JigsawPuzzle

PD_ParallelDecomposition PD_ParallelAlgorithms PD_ParallelArchitecture PD_ParallelPerformance TCPP_Architecture TCPP_Programming TCPP_Algorithms K_12 visual touch

Original Author/link

Oklahoma Supercomputing Center for Educaton and Research (OSCER)

“Supercomputing in Plain English” - Overview, Slides 45-52.

Available in: PPT and PDF
Also described in (Neeman2006)

Variations

It is theoretically possible to “act out” the analogy by using an actual puzzle. However, the puzzle needs to be small enough to enable students to complete the puzzle in a reasonable amount of time. This variation is described in (Neeman2006):

Shared Memory:

Suppose A is working on a jigsaw puzzle (give them a puzzle), and it takes them an hour to complete the puzzle.
Now suppose B sits down at the table across from A (another volunteer sits at table).
If A does the half part of the puzzle, and B does the lower half, how long will it take them to complete the puzzle?
If A and B both try to grab a piece out of the pile at the same time, will that slow them down? What if they try to grab the same piece?
Can A and B really work completely independently, or will they have to work on some parts together?
Will these issues slow them down? If so, how much?
What if new people C and D sit down at the table to help (have two more volunteers join them)? How long will it take four people? Will there be more, less or about the same level of resource contention? What if we increased the number to helpers to 8?

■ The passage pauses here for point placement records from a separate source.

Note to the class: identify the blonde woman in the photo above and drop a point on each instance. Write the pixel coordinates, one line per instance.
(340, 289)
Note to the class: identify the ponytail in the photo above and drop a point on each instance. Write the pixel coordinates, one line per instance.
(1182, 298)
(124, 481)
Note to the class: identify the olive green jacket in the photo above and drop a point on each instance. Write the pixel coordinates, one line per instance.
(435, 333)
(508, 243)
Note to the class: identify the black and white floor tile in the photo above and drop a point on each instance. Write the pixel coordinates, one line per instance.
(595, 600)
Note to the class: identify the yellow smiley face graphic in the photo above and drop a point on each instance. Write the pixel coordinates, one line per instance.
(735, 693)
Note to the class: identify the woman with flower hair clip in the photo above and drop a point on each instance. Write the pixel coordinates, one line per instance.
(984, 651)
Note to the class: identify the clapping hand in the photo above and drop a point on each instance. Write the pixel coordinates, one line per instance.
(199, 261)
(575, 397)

The above questions lead to a discussion about overhead issues such as contention for shared resources. While in a no-overhead situation it would take 30 minutes for two people to complete the puzzle, communication overhead will cause the puzzle to take more than 30 minutes to complete. Adding more people increases the communication overhead, and the discussing turns to the notion of diminishing returns.

Distributed Memory:

Everyone except for A and B goes back and returns to their seats. Pull out a different puzzle, this time where the pieces for A and the pieces of B are in different baggies. Ask B to go to another table across the room.

Looking at this new arrangement, will there be more, less or the same amount of contention for shared resources?
What happens when A and B need to combine their puzzles together (i.e. what about communication)? Will doing this kind of communication take more or less time than when A and B were sitting together at the same table?
Suppose C and D are given additional piles of puzzle pieces, so that each person has 1/4th of the work. What will happen to communication cost?
What if one student has twice as many pieces as another student? How does that impact when the puzzle finishes? What if the two students are working at the same rate? What if the first student is faster than the second?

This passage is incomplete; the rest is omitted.